There is also a possibility that the prohibition of smoking in the workplace may breach of Article 8 of the Convention if the employer does not properly inform all staff of any no smoking policy. There is also a potential argument that such a policy could breach Article 10 of the Convention on the basis that it prohibits freedom of expression. However, employers should be able to successfully argue that the policy is justified on health and safety grounds.

The HRA is more likely to affect public sector employers, against whom the Convention is directly enforceable. Private sector employees will be forced to rely upon the courts and tribunals to consider what (if any) rights under the Convention are relevant to their claim. In addition, employers will be able to defend any claims alleging a breach of the HRA or the Convention on the basis that their actions were justifiable.

Contract disputes
What effect will the HRA have on the increasing use of adjudication to resolve disputes under facilities management contracts?

The decision in the case of Nottingham Community Housing Association v Powerminster Ltd (2000) confirmed that these contracts may be subject to statutory adjudication under the Construction Act. In this case, the judge was asked to consider whether the repair and maintenance of heating systems installed in a building could be considered to be a construction operation governed by the Act. While the judge found that such activities did fall within this definition, the case left open the question of whether other activities such as the servicing of gas appliances or the undertaking of safety checks were covered.

Such confusion may now be resolved in the facilities management industry by the use of the Chartered Institute of Building's standard form of facilities management contract or the new PACE GC/WORKS/10 standard form of facilities management contract.

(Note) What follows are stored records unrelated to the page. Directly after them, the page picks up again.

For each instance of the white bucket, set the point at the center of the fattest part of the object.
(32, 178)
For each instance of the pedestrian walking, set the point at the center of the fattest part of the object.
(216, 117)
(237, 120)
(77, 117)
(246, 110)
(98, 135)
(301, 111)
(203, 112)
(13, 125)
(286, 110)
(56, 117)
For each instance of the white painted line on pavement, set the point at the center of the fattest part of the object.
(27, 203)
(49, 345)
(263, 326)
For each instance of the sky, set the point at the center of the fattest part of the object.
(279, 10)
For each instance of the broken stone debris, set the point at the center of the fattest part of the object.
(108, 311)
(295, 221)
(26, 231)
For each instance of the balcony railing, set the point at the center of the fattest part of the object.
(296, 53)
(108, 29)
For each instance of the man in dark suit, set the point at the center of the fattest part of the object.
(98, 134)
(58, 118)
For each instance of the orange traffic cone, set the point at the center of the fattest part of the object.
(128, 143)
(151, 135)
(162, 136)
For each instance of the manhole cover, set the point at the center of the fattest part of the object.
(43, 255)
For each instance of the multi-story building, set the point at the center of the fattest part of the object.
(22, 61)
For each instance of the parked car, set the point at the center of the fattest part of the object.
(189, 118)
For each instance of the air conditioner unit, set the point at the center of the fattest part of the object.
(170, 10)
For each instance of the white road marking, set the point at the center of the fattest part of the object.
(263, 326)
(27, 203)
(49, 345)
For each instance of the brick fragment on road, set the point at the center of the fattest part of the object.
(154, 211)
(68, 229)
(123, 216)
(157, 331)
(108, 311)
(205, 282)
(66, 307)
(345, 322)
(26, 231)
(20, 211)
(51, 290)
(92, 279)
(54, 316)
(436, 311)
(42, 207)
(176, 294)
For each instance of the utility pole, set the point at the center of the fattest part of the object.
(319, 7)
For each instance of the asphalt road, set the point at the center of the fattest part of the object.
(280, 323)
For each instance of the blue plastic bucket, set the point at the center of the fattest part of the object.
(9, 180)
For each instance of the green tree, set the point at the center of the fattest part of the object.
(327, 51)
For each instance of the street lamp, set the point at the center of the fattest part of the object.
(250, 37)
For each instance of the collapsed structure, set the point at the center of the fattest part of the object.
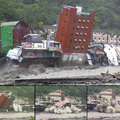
(105, 54)
(6, 100)
(56, 102)
(74, 32)
(106, 101)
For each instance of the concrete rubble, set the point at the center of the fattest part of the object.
(63, 110)
(105, 54)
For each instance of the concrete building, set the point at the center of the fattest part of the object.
(50, 30)
(100, 37)
(74, 32)
(108, 93)
(12, 34)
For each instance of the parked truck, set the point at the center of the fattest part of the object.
(35, 51)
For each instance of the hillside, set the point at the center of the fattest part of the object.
(47, 11)
(20, 91)
(73, 91)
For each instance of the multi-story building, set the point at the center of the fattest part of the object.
(12, 34)
(99, 36)
(50, 30)
(74, 31)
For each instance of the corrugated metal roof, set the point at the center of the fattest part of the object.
(9, 23)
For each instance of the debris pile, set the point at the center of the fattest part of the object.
(105, 54)
(63, 109)
(106, 105)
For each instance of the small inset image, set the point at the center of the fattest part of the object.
(60, 103)
(103, 103)
(16, 102)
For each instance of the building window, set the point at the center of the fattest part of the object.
(98, 34)
(83, 21)
(76, 34)
(75, 40)
(78, 27)
(86, 28)
(82, 48)
(17, 40)
(69, 48)
(79, 21)
(71, 34)
(85, 34)
(79, 40)
(88, 21)
(82, 28)
(84, 41)
(80, 34)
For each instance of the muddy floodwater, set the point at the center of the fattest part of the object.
(103, 116)
(16, 116)
(8, 74)
(52, 116)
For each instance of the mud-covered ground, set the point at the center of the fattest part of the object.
(52, 116)
(16, 116)
(8, 73)
(25, 118)
(103, 116)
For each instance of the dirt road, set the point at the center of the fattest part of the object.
(43, 116)
(8, 74)
(103, 116)
(5, 115)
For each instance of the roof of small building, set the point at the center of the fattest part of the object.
(12, 23)
(49, 27)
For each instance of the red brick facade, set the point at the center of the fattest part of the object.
(74, 31)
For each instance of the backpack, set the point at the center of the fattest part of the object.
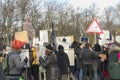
(5, 64)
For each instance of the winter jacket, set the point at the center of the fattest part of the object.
(63, 62)
(79, 58)
(15, 64)
(51, 66)
(87, 56)
(113, 67)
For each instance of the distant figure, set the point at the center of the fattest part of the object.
(50, 64)
(14, 64)
(27, 26)
(63, 63)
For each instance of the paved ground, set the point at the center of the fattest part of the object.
(2, 77)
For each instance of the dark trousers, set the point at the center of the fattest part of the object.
(88, 71)
(35, 72)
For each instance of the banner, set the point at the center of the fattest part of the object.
(22, 36)
(43, 36)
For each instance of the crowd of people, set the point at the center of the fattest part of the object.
(92, 62)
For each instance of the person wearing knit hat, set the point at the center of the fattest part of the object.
(63, 63)
(50, 63)
(14, 61)
(114, 66)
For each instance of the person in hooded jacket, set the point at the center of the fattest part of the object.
(50, 64)
(113, 63)
(63, 63)
(14, 61)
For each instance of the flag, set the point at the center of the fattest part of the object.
(54, 43)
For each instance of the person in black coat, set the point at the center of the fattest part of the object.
(63, 63)
(50, 64)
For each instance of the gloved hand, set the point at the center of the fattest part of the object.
(26, 60)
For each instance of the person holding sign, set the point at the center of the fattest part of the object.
(14, 64)
(27, 26)
(50, 64)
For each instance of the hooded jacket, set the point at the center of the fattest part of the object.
(63, 61)
(113, 67)
(15, 64)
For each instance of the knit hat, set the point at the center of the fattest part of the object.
(60, 47)
(17, 44)
(114, 48)
(49, 47)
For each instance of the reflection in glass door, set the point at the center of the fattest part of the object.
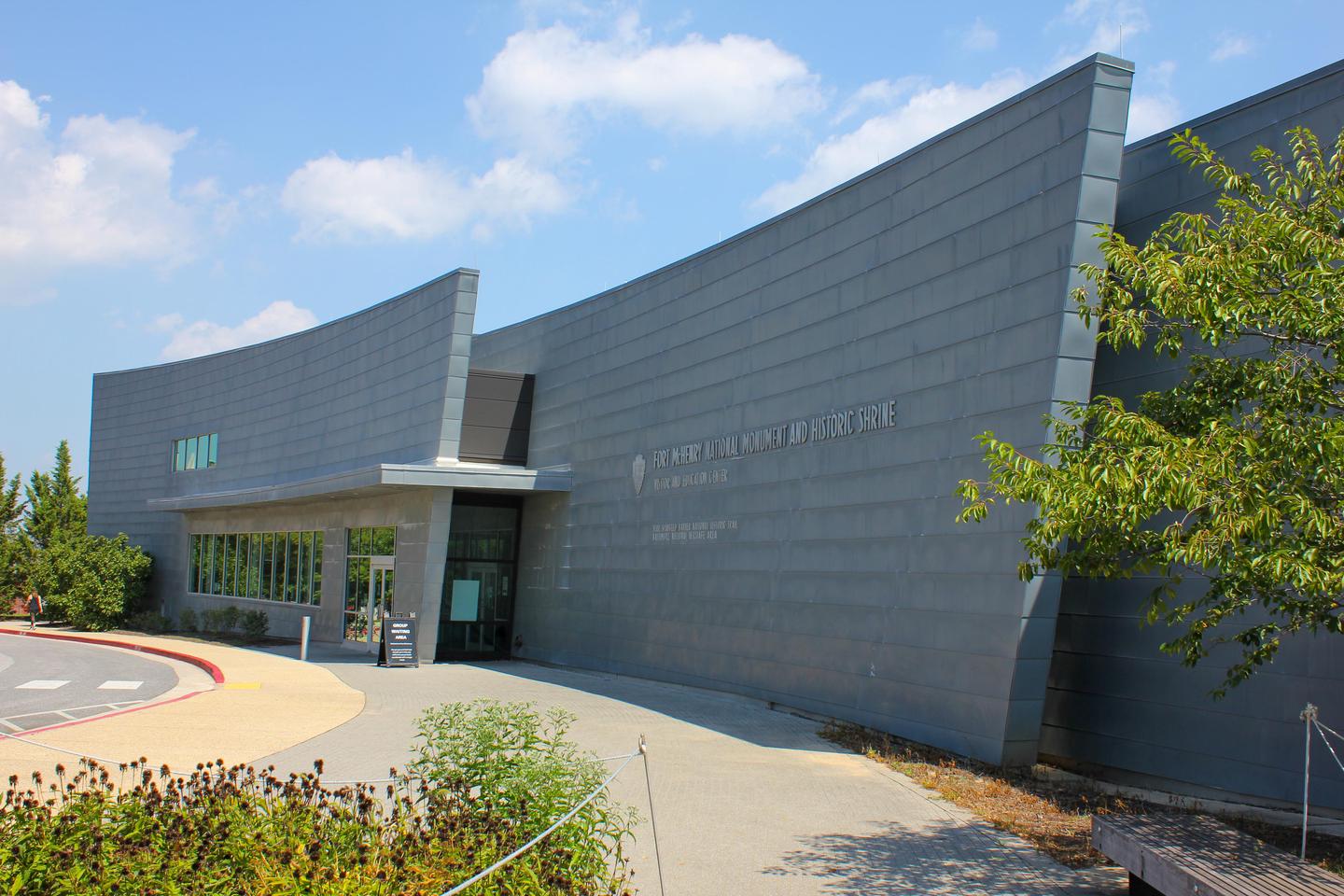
(374, 601)
(477, 608)
(370, 583)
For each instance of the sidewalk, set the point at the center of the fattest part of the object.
(750, 801)
(265, 704)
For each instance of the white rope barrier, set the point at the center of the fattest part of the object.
(1310, 715)
(544, 833)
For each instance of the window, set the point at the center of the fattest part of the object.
(263, 566)
(195, 452)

Both provide for fast-track adjudication compliant with the Construction Act, with a decision within 28 days that is binding unless the parties refer the dispute to the courts or to arbitration. Given that statutory adjudication is working well in the construction industry, the adoption of adjudication in facilities management should be welcomed.

Statutory adjudication has received much judicial support to date to ensure that it works effectively. However, the courts now must deal with a new threat to adjudication. They must balance the right to adjudicate with the rights enshrined in the HRA. Under Article 6 of the Convention, 'every person is entitled to a fair and public hearing, within a reasonable time and before an independent impartial tribunal established by law'. Many of the features of adjudication do not sit easily with these rights. The short timeframe may not give the adjudicator the chance to properly consider the issues, the respondent may be "ambushed" by a claimant who has had months to prepare and the adjudicator may decide there will be no hearing and give his decision on the documents only.

So far, the courts have managed to sidestep these potential problems. In Elanay Contracts Ltd v The Vestry (August 2000), the respondent argued that it had not had enough time to respond to the claim. However, Judge Havery found that Article 6 did not apply to proceedings before an adjudicator because, although they were determining a question of civil rights, any decision was only provisional since it could be reopened by a court.

It is unlikely that this will be the last word on the subject since adjudicating parties are likely to call on the HRA to provide them with a defence to avoid paying under an adjudicator's decision. Facilities management will have to keep an eye on the large body of adjudication case law that is rapidly emerging, and this will no doubt include further decisions on the HRA.